If an American or Western European politician invoked “our natural right and sacred duty to defend our land and our people, our state and all that is dearest to us: family, language and culture, history and the spiritual world,” one doubts that he or she would be greeted with the same enthusiasm that has welcomed the Ukrainian resistance to the Russian onslaught. Again Reno: “We are socialized to believe that we have a fundamental moral duty to resist populist calls for a more nationalist politics.” He goes on to say, “A politician or public figure who stands for something strong, whether it’s nationalism or even traditional morality, invariably gets described as ‘authoritarian.’”

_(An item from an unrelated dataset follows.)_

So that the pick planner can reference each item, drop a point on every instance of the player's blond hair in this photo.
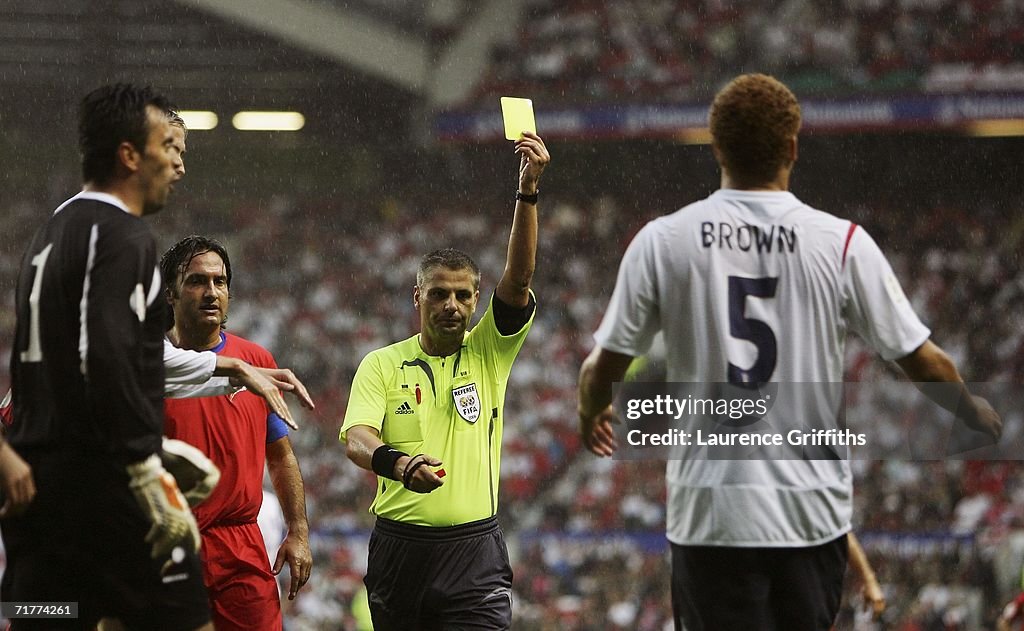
(752, 121)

Indeed, there are plans afoot in the European Union to punish Hungary and Poland financially under the guise of rule-of-law standards. Certainly Viktor Orbán and Andrzej Duda have long given liberal democrats heartburn, but it is impossible to see that their forthright populism is really all that different than the patriotic nationalism coming from the Ukraine. No doubt the Hungarians and the Poles have noticed. President Zelenskyy is the idol of Europe—President Emmanuel Macron of France released a batch of photos showing him dressed down, just like Zelenskyy—and the EU is hitting Hungary and Poland in the checkbook.

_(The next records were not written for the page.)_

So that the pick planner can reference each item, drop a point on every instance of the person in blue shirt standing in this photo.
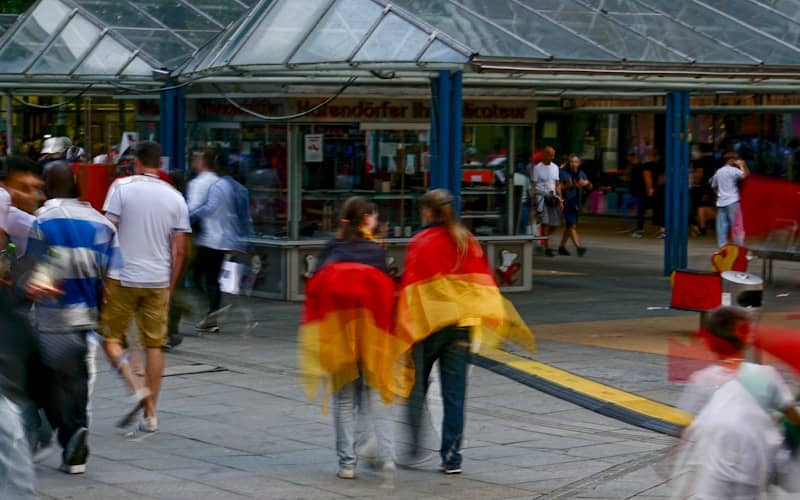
(75, 247)
(226, 220)
(573, 181)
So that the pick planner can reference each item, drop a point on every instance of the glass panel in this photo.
(759, 18)
(280, 31)
(712, 24)
(388, 167)
(175, 14)
(485, 171)
(260, 150)
(65, 51)
(199, 38)
(224, 11)
(595, 26)
(481, 35)
(339, 32)
(439, 52)
(107, 58)
(137, 67)
(681, 38)
(395, 39)
(117, 13)
(789, 8)
(162, 45)
(6, 21)
(31, 37)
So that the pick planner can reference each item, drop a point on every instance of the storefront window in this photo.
(258, 154)
(389, 167)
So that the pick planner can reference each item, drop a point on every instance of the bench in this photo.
(782, 243)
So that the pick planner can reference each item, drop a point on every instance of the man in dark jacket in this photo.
(19, 369)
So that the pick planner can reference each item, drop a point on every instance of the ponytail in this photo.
(441, 204)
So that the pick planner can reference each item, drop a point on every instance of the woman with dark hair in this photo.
(449, 301)
(732, 446)
(347, 343)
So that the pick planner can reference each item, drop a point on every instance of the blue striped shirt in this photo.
(82, 245)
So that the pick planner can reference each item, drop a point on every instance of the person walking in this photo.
(549, 203)
(20, 381)
(226, 223)
(76, 243)
(725, 183)
(152, 220)
(449, 301)
(346, 336)
(573, 181)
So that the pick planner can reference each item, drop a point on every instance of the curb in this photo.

President Zelenskyy is certainly winning the information war in the west. And this leads me to wonder if the liberal voices are right, if the war for the Ukraine will result in western liberal democracies being revitalized with liberal-democratic values. Or will the calls for a united Ukrainian nation be taken up in countries that have seen the complete disenchantment and dissolution of concepts like “nation” and “unity.” It is often said (and often attributed to Alasdair MacIntyre—though I have been told subsequently it actually comes from Stanley Hauerwas) that no one dies for the telephone company, yet, as Reno noted going on five years ago, that is exactly what liberalism has asked. The bravery of the people of the Ukraine points toward a different way.

The defense of the Ukraine—so far from serving as a cudgel for liberals to beat postliberals and populists with—may well provide a rallying cry not for liberalism but for populism and nationalism. The ideas and values being defended against Russian aggression are not necessarily the values of liberal democracy in 2022. But they are being defended valiantly. The liberals who point toward the Ukraine as an example of all that is best and noblest about the west may well find that people agree with them.